1 Preparation of Permament Plots data
1.1 Introduction
This script merges all Permanent Plot (PP) tables from the Jamari National Forest (Flona do Jamari) used in my PhD project. These PPs are located within Annual Production Units (APUs) that have been covered by at least three LiDAR flights.
The PP tables were provided by Madeflona.

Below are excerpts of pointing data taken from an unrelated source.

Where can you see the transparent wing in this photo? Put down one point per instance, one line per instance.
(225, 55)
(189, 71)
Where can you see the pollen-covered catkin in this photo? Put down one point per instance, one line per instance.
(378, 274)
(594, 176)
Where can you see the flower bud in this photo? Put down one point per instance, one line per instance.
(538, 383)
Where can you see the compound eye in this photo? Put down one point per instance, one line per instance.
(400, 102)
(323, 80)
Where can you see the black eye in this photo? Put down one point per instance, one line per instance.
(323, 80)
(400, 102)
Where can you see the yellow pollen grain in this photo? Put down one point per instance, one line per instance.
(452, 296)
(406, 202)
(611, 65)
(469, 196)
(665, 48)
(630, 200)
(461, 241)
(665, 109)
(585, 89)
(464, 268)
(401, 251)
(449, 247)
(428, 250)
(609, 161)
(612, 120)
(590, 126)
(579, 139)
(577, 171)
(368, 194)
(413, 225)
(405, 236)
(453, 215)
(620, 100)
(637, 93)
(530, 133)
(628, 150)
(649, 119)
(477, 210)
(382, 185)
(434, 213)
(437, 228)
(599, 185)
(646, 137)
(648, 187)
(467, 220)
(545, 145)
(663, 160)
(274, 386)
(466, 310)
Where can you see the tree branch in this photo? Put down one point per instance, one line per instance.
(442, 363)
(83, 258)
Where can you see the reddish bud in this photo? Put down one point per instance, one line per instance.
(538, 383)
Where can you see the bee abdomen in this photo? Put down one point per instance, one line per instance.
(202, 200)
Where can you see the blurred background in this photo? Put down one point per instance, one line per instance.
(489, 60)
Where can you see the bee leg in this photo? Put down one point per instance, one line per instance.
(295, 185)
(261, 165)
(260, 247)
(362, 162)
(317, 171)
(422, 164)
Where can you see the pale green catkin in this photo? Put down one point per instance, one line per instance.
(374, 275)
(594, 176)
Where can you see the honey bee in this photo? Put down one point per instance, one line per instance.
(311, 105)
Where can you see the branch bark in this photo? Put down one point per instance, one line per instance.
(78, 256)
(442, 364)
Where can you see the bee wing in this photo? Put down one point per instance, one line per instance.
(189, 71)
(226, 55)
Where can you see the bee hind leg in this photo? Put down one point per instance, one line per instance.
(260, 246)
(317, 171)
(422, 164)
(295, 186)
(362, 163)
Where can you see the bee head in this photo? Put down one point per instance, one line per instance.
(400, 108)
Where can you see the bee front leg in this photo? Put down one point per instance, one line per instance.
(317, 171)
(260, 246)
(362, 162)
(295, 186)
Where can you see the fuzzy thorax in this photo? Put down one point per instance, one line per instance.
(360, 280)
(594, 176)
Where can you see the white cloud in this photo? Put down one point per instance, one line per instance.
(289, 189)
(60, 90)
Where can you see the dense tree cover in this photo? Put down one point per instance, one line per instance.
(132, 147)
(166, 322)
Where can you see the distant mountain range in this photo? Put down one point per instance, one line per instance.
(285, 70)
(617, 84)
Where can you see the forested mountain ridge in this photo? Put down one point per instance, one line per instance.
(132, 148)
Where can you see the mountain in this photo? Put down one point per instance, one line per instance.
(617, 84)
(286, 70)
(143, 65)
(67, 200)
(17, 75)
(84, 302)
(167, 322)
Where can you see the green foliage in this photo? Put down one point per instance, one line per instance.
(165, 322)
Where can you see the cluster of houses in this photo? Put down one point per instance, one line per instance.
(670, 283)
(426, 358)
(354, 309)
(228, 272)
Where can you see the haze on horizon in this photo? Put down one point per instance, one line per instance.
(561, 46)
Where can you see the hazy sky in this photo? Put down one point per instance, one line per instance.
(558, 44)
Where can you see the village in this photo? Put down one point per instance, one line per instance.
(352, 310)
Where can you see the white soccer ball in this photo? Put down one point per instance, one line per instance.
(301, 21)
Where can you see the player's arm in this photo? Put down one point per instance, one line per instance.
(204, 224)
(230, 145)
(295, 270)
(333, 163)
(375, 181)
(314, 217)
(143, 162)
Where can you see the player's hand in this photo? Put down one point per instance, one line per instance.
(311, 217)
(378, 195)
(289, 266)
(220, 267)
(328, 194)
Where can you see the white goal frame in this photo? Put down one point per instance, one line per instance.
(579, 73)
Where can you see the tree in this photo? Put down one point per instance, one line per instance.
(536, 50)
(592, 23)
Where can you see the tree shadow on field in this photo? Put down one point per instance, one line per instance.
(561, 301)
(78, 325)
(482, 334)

For each APU and each measurement year, there is a corresponding Excel (.xlsx) file. The files were organized into subdirectories following the structure:
./data/pps/tables/FMU_NAME/APU_NAME/xlxs files.
1.2 Setup
1.3 Permanent plots information
Permanent plots were installed and measured following guidelines from Natalino et al. (2005).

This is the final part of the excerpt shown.